Iron Hand. These scattered points of pressure and conflict outlined the pattern of Russia’s (and Tito’s) ultimate Balkan objective: a Communist federation including Yugoslavia, Bulgaria, Rumania, Albania and as much of Greece as could be torn from the British. The federation’s bulk would eventually choke off all of Greece, engulf the Dardanelles for Russia, threaten Turkey and poise menacingly over the whole Middle East.

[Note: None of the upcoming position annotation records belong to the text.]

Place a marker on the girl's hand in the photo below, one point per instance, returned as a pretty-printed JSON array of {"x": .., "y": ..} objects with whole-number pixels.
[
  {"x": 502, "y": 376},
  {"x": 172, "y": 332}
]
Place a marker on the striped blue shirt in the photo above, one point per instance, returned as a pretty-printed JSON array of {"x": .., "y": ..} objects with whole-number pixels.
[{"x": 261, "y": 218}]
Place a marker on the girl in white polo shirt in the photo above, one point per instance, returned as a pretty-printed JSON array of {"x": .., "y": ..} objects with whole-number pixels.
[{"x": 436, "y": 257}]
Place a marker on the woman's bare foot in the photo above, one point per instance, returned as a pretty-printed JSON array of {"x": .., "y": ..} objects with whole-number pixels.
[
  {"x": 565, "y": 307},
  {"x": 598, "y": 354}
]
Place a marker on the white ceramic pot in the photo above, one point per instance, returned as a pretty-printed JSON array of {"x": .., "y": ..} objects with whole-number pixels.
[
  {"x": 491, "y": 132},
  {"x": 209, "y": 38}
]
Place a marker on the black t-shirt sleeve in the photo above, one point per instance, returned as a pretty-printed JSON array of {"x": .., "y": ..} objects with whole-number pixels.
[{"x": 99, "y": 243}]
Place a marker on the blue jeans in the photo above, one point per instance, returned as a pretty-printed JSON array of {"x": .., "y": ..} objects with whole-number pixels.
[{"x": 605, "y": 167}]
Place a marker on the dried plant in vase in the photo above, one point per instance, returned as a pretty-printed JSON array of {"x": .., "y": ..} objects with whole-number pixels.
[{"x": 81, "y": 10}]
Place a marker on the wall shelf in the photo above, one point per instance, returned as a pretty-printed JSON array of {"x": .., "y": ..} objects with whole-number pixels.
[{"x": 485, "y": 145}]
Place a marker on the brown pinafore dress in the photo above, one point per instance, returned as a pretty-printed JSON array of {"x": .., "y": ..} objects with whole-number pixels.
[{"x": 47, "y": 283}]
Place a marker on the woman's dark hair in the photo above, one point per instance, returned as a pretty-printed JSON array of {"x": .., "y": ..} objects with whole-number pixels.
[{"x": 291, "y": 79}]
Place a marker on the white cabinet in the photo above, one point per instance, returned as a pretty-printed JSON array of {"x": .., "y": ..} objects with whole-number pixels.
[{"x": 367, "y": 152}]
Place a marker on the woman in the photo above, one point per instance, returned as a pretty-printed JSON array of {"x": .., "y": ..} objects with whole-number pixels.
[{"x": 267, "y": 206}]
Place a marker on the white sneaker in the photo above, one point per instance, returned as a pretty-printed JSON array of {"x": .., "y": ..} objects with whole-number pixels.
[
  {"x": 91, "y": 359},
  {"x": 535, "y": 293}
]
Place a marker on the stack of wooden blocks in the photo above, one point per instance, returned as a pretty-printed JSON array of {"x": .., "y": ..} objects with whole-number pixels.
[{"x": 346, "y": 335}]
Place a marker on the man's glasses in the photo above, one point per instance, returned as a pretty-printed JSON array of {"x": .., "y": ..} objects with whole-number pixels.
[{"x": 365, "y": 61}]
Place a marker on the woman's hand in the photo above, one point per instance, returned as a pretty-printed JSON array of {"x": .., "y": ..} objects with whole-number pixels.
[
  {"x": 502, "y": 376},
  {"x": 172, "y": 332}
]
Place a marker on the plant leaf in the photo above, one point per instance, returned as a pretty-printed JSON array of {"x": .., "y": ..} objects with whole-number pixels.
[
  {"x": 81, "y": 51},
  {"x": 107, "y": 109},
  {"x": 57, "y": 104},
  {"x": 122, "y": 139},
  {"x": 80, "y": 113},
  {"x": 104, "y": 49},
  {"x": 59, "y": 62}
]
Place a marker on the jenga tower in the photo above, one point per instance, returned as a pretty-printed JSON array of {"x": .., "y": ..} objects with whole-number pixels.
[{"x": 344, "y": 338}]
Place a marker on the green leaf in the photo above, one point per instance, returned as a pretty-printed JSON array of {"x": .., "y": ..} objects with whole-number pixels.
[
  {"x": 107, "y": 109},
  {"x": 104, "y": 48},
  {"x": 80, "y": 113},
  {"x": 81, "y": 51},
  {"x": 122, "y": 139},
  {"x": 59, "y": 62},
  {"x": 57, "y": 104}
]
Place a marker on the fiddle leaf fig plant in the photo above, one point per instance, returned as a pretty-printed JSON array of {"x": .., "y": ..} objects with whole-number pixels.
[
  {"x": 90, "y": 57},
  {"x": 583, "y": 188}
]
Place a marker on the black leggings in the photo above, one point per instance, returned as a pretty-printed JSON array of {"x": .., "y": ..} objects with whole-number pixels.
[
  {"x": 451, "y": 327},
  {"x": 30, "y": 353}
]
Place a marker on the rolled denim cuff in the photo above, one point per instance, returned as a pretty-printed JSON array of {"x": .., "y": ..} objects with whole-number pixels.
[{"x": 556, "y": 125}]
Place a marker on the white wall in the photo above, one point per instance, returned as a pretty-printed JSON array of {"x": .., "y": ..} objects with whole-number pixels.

It was not a new idea. In 1876, before pan-Slavic fanaticism found Communist fanaticism as its deadly ally, Serbia’s Russian commander in chief, General Mikhail Chernaiev, shouted: “We are fighting for the sacred idea of Slavdom. . . . We are fighting for freedom . . . and civilization. Behind us stands Russia. . . . If we . . . are unable to open the doors to freedom . . . the iron hand of Russia will break them open. . . .”

Tito’s Partisans put it more simply: “Comrades, together with the Russians we are 200,000,000.”

*Rome No. 1: the Eternal City; Rome No. 2: Constantinople, capital of the Eastern Roman Empire, from which Russia received its Orthodox religion. Moscow was to have been the Third Rome of an all-Christian world.

* In The Incredible Tito—Man of the Hour, U.S. leftist novelist Howard Fast (Freedom Road) commented recently on Tito’s reappearance: “The J.A.F.R.C. [Joint Anti-Fascist Refugee Committee] provided funds and means to return Tito to Yugoslavia.” This was an embarrassing slip: J.A.F.R.C., headed inter alios by Vincent Sheean, Herman Shumlin, John T. McManus and Fast (and originally formed by the Communists to aid Stalinist refugees from Spain), is chartered only to raise U.S. funds for “relief causes.”

*Sample use of the dagger: during the war, a hospital run by four nuns (harboring many wounded Partisans) was raided by pro-German Ustashi, who massacred 20 of the wounded and forced the nuns to retreat with them. Last year, after a one-day trial during which the court-appointed defense attorneys themselves asked for the maximum penalty, the nuns were sentenced to death for aiding the Ustashi.